Goldberg is a longtime trustee of the IIE, an independent nonprofit founded in 1919 to forward the international exchange of people and ideas toward achieving lasting peace. The organization has 1,000 member institutions and administers the U.S. government’s Fulbright Student Scholar Program among other study and training initiatives.
A retired corporate vice president of IBM, Goldberg instituted his prize with an endowment in 2005. Among the past winners are Amal Elsana Alh’jooj and Vivian Silver, co-executive directors of the Negev Institute for Strategies of Peace and Development (http://israel21c.org/social-action-2/empower-the-bedouin-and-build-a-future/).
He related that as a teen in 1948, living in a diverse immigrant Chicago neighborhood where he sometimes experienced anti-Semitism, the founding of the state of Israel “entranced” him for its promise of a safe haven based on the moral and cultural values on which he was raised.
“But after decades of witnessing strife in the Middle East, I wondered what, if anything, could bring peace to this Jewish homeland I so cherish,” he said. “Maybe, only work at the grassroots level could form the basis of lasting peace down the road.

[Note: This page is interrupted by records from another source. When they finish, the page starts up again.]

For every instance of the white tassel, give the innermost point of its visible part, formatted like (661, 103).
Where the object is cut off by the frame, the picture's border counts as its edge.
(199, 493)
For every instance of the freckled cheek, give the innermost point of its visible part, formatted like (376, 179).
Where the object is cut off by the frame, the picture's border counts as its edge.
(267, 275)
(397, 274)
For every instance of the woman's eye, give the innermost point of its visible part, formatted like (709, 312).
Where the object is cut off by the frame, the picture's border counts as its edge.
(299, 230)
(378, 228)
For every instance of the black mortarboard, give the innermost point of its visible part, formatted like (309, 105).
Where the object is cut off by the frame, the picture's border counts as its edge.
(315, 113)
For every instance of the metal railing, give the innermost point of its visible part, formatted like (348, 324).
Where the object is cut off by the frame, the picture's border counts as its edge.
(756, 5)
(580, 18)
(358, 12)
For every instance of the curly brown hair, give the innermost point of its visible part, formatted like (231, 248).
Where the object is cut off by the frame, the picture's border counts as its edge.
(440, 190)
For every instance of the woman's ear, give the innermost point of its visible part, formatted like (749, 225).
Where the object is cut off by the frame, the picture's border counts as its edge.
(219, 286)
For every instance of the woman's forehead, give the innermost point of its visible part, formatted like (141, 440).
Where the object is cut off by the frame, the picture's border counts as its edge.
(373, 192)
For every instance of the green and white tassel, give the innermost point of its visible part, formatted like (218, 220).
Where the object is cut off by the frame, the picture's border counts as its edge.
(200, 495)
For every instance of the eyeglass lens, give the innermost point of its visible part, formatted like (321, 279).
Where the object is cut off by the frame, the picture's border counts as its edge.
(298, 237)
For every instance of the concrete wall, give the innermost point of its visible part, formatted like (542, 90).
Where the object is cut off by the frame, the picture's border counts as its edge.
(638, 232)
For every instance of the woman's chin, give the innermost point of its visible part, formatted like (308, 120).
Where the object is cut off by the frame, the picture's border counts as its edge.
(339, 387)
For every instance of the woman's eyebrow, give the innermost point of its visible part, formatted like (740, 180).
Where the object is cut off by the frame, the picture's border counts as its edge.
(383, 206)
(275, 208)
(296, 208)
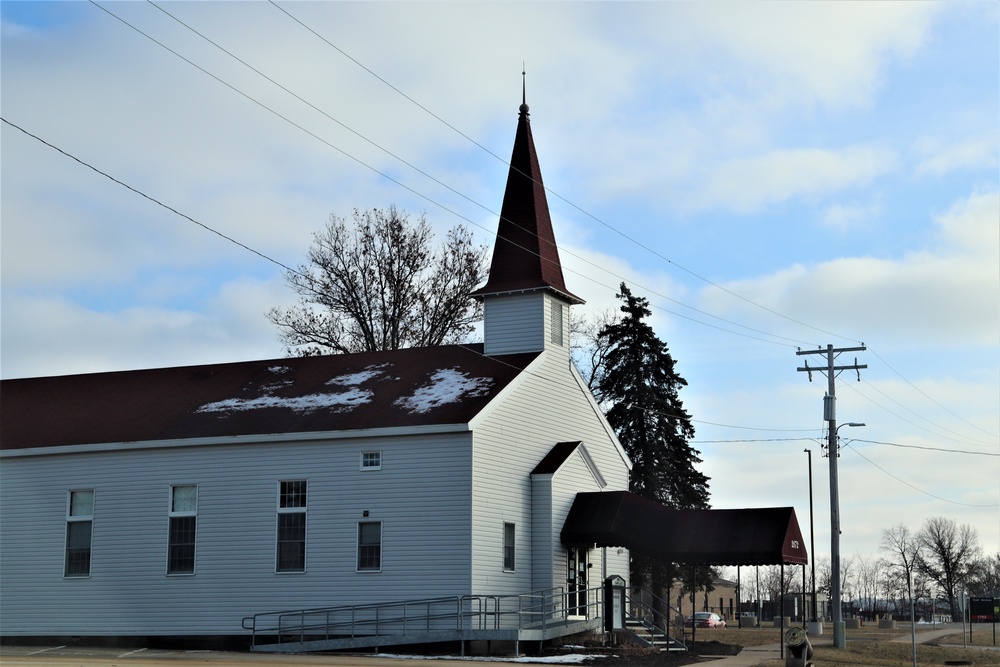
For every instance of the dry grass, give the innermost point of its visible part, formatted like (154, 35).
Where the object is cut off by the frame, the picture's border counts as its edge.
(894, 654)
(978, 638)
(870, 646)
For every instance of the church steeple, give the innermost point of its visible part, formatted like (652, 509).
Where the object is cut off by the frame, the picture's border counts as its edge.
(525, 257)
(525, 300)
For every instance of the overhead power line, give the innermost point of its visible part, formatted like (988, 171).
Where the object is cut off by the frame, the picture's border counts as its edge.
(790, 342)
(590, 215)
(915, 488)
(556, 194)
(150, 198)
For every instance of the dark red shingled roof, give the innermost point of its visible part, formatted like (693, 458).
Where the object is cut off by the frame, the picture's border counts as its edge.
(760, 536)
(411, 387)
(525, 256)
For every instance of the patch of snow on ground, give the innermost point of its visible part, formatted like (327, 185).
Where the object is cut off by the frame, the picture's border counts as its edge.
(344, 401)
(446, 386)
(360, 377)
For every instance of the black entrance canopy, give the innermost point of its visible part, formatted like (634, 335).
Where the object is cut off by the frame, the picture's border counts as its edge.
(764, 536)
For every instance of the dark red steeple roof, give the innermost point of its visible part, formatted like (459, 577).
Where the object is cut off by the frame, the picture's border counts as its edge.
(525, 256)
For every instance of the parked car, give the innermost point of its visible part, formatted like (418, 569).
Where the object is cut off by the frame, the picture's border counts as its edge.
(704, 619)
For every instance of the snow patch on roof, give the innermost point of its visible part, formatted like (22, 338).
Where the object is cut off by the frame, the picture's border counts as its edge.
(339, 402)
(447, 385)
(360, 377)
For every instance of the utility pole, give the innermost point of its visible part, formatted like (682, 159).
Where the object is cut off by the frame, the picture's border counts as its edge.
(830, 416)
(812, 541)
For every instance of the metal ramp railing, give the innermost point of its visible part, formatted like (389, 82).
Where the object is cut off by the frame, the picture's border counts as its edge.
(538, 615)
(643, 614)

And so I envisioned this prize.”
He had serious doubts that the IIE could find a Jewish Israel and a Muslim Israeli whose joint achievements fit the criteria for awarding the peace prize. “But in fact we have done so, with no shortage of candidates, for nine years.”
He lauded Beer and Murad “for their brilliant conception and brilliant execution of an idea that goes to the very core of humanity—man’s responsibility for his fellow man” and called them models for other agents of change.
Goldberg and his entourage had the opportunity to meet some of the multicultural volunteers — including a religious Jewish settler and a Muslim East Jerusalem Arab who had just come from tending to an unconscious child in the Arab neighborhood of Silwan. “The blending of human feeling with advanced technology blew me away,” Goldberg remarked.
“It’s just the beginning,” said Beer, who previously won a Presidential Award for Volunteerism and was named a World Economic Forum Young Global Leader. “We want to get to 3,000 volunteers and we want to reduce response time to 90 seconds. No doubt, this will bring a better environment between everyone … in this part of the world.”